Here is an extract (probably Crown copyright) from the online summary of the Report:

"The Law Commission considers punitive damages should be placed on a clear, principled, but tightly controlled, footing. We therefore propose a detailed legislative scheme according to which:

  • Punitive damages would be available for a legal wrong (other than breach of contract) if the defendant has deliberately and outrageously disregarded the plaintiff's rights.

  • The decision to award punitive damages, and their amount, would be matters for judges to decide; even where a civil trial is otherwise by jury, these matters would never be decided by a jury.

  • Punitive damages would not be awarded where the defendant has been convicted of a criminal offence for the same conduct, or where another available remedy is adequate punishment.

  • Some subsidiary good aspects of the present law on punitive damages would be preserved (eg on the standard of proof).

  • Some subsidiary outdated aspects of the present law would be replaced by modern rules. For example, we recommend a diametrically opposite approach to the present law on survival of claims to punitive damages, so that the claim survives in favour of a deceased plaintiff's estate, but does not survive against a deceased defendant's estate.

Our Report also makes recommendations relating to two other types of damages: 'aggravated damages' and 'restitutionary damages'.

  • Aggravated damages compensate for mental distress caused by the manner or motive with which the wrong was committed. There has been some confusion in the past about whether aggravated damages have the rather different purpose of punishing a wrongdoer. We recommend legislative reform which will remove the confusion once and for all.

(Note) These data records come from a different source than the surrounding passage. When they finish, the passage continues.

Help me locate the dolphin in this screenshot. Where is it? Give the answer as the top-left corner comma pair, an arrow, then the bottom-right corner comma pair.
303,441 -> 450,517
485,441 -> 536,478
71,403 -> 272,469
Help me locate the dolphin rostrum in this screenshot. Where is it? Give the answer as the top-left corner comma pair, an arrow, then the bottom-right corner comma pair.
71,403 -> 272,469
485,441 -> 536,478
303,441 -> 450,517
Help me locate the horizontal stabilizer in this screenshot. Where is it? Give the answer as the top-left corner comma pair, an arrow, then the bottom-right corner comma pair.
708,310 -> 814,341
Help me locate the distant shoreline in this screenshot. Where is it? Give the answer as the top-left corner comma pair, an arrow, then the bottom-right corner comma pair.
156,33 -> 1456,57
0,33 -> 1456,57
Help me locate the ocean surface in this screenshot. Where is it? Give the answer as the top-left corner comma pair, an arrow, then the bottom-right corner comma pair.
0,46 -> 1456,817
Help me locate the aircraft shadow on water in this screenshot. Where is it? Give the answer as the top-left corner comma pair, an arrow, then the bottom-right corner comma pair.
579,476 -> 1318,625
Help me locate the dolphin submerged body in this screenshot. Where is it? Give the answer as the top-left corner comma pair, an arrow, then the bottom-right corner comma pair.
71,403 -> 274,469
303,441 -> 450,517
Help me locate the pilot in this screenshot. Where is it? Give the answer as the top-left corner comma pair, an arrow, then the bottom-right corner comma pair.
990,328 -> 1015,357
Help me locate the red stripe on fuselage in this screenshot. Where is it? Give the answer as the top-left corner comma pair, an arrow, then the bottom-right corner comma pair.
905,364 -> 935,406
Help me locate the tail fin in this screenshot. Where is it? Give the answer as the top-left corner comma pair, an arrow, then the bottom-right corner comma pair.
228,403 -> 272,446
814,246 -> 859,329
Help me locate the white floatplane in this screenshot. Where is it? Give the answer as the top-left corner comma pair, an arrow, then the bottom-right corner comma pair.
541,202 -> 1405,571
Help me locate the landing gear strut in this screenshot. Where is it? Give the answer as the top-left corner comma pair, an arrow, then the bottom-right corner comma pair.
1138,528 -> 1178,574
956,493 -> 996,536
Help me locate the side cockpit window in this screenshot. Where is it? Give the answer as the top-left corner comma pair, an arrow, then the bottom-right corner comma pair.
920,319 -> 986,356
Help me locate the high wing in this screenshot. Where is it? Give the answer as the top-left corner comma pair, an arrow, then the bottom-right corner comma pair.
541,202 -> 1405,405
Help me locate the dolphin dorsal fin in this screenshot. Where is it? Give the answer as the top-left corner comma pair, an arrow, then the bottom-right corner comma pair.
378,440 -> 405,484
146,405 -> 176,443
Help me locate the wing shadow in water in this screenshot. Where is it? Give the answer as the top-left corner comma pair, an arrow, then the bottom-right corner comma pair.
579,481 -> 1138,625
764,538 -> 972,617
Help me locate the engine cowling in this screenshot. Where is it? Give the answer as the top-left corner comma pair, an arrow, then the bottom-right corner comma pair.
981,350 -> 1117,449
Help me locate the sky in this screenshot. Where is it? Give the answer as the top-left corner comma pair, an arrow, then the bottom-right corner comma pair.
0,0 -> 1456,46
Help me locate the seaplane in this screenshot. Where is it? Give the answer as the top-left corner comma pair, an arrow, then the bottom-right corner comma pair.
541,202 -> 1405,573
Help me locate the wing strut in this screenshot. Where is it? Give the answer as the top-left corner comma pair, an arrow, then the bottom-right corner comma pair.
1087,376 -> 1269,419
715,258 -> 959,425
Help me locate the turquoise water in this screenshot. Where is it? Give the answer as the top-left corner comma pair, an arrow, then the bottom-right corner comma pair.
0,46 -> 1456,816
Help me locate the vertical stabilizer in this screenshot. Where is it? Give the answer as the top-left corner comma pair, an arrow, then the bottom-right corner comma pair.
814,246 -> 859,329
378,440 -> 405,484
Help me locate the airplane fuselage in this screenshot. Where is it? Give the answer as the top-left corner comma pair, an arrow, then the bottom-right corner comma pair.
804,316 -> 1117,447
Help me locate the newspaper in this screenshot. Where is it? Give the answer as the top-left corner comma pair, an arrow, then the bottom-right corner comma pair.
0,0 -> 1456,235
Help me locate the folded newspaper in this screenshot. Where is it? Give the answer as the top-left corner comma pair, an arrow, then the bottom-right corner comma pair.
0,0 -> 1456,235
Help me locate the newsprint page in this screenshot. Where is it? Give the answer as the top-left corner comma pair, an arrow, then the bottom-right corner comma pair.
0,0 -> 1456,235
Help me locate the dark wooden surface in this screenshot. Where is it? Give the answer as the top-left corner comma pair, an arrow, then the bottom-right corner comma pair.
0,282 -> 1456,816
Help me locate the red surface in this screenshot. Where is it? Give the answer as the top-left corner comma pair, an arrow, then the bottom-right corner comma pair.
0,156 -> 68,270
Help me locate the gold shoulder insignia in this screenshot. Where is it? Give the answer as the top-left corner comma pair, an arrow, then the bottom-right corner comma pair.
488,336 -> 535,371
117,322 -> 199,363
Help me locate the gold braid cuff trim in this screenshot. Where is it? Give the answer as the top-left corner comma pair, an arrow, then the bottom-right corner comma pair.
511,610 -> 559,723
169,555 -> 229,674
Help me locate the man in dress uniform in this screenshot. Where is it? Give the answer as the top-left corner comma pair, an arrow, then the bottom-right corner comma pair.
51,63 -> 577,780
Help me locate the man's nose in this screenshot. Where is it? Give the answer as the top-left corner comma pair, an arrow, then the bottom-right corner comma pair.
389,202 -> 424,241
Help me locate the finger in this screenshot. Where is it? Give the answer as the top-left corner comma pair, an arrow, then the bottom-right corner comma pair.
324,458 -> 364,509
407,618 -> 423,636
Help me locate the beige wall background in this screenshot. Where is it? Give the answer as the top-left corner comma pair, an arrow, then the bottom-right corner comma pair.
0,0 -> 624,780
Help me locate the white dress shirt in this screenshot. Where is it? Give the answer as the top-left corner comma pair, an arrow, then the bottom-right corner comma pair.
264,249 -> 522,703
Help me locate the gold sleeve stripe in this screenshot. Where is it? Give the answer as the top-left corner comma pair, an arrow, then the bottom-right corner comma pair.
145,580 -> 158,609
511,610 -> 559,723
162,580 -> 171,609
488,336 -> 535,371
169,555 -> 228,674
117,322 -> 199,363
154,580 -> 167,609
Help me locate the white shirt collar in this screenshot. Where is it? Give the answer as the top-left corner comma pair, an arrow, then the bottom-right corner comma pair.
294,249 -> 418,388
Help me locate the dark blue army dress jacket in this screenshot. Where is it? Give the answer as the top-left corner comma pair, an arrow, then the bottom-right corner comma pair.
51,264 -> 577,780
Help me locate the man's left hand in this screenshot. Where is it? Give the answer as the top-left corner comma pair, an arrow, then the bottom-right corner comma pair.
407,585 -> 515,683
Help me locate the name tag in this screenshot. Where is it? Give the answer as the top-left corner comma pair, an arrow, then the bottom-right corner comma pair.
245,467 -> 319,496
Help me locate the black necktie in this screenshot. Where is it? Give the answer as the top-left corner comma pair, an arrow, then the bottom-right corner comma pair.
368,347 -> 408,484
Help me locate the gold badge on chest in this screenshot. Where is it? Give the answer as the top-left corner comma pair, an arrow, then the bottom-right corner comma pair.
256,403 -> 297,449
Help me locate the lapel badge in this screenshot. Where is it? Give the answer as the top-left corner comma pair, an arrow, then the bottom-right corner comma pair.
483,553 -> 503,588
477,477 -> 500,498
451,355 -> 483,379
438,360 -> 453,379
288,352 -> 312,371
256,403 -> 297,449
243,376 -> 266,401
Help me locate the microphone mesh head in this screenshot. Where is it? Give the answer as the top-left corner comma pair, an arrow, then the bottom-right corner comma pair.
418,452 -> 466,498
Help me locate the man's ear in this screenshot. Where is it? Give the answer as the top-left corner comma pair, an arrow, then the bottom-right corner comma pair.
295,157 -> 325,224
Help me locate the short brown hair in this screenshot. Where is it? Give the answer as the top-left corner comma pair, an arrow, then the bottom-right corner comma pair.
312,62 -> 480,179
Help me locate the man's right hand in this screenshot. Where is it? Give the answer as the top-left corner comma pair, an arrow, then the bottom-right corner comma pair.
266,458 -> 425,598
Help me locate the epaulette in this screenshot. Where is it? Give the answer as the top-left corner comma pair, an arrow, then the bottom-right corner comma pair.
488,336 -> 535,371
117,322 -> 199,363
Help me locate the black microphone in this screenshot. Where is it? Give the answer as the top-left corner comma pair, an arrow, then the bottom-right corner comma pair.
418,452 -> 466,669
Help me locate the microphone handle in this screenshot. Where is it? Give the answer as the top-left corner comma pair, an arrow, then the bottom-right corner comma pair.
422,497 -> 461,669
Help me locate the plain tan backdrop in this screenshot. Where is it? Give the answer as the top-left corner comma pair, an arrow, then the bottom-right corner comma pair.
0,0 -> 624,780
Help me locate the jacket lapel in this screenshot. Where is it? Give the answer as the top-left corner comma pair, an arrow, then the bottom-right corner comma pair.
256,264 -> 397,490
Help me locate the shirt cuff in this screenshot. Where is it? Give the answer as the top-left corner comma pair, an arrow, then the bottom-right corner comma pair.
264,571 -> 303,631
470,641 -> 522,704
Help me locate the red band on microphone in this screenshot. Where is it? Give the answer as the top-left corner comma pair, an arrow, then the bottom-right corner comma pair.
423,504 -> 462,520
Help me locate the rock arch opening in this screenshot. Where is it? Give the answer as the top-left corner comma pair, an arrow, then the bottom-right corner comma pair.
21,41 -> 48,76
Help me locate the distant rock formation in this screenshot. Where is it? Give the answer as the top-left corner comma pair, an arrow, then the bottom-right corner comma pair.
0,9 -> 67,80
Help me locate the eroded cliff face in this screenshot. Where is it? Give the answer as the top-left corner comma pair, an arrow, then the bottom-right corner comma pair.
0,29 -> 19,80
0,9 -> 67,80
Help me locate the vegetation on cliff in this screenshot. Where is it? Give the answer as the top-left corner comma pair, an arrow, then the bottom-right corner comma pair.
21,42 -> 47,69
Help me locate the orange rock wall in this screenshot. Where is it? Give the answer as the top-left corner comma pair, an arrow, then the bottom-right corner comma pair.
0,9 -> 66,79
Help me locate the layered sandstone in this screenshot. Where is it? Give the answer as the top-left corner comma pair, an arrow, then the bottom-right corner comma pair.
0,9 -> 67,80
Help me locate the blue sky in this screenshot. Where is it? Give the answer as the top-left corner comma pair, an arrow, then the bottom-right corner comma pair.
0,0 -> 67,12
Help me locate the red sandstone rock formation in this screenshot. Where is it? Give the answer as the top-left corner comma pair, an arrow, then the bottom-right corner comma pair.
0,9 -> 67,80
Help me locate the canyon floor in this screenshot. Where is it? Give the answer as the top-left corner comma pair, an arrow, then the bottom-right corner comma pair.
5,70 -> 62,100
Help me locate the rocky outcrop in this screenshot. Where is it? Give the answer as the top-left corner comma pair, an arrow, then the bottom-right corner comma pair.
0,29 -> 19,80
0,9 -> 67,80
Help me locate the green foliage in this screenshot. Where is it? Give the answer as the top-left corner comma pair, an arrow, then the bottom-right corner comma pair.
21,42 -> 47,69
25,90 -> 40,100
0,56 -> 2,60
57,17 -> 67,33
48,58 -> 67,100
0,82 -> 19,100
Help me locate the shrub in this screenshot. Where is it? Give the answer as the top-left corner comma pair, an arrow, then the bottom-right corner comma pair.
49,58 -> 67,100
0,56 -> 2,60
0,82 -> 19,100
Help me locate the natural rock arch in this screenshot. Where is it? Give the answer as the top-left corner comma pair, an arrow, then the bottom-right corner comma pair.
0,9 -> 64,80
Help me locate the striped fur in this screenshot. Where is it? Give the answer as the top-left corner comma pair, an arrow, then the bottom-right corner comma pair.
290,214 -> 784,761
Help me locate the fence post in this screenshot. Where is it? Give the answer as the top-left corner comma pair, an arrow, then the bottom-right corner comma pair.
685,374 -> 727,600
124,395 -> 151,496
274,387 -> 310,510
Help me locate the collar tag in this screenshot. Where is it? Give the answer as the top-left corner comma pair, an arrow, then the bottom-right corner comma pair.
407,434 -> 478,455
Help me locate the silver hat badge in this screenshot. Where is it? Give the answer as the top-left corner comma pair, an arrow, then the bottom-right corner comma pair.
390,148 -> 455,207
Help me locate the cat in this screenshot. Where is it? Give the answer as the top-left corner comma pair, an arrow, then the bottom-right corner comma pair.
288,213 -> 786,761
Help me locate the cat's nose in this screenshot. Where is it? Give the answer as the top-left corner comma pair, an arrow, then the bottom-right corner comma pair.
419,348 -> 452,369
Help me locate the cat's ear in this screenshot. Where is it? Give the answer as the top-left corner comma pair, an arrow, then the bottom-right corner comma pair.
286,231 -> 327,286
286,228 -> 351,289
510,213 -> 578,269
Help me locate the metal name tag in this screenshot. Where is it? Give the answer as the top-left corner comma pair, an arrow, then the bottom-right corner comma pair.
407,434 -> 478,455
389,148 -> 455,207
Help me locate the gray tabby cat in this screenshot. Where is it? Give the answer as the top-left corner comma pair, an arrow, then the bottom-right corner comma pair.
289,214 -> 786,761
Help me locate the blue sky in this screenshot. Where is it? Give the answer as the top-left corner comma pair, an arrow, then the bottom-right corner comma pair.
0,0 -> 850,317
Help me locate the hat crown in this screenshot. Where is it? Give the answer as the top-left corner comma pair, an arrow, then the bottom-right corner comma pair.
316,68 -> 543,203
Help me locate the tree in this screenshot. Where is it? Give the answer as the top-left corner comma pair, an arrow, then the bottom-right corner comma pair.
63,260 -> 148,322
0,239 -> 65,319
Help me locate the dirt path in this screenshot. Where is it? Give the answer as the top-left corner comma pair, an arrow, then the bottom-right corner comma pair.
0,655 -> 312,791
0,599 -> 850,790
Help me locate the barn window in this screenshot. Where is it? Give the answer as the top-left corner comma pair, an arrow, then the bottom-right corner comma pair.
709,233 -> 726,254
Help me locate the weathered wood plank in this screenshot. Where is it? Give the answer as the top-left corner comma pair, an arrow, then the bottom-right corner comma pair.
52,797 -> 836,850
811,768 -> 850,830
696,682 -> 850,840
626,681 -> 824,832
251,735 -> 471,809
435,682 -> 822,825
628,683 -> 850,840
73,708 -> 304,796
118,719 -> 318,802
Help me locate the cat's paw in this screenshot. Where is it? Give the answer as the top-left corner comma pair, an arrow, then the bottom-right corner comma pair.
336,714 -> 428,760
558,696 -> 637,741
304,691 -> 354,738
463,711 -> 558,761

  • Restitutionary damages aim to strip from a wrongdoer gains made by committing a wrong. We think that restitutionary damages ought to be more widely available than at present, but that such development is, in general, best left to the courts. Our legislative proposals are therefore confined to ensuring that, wherever punitive damages could be awarded by a court, the court will also have available to it the less extreme remedy of restitutionary damages. Thus we propose that restitutionary damages should be available for a legal wrong (other than breach of contract) if the defendant has made gains by deliberately and outrageously disregarding the plaintiff's rights.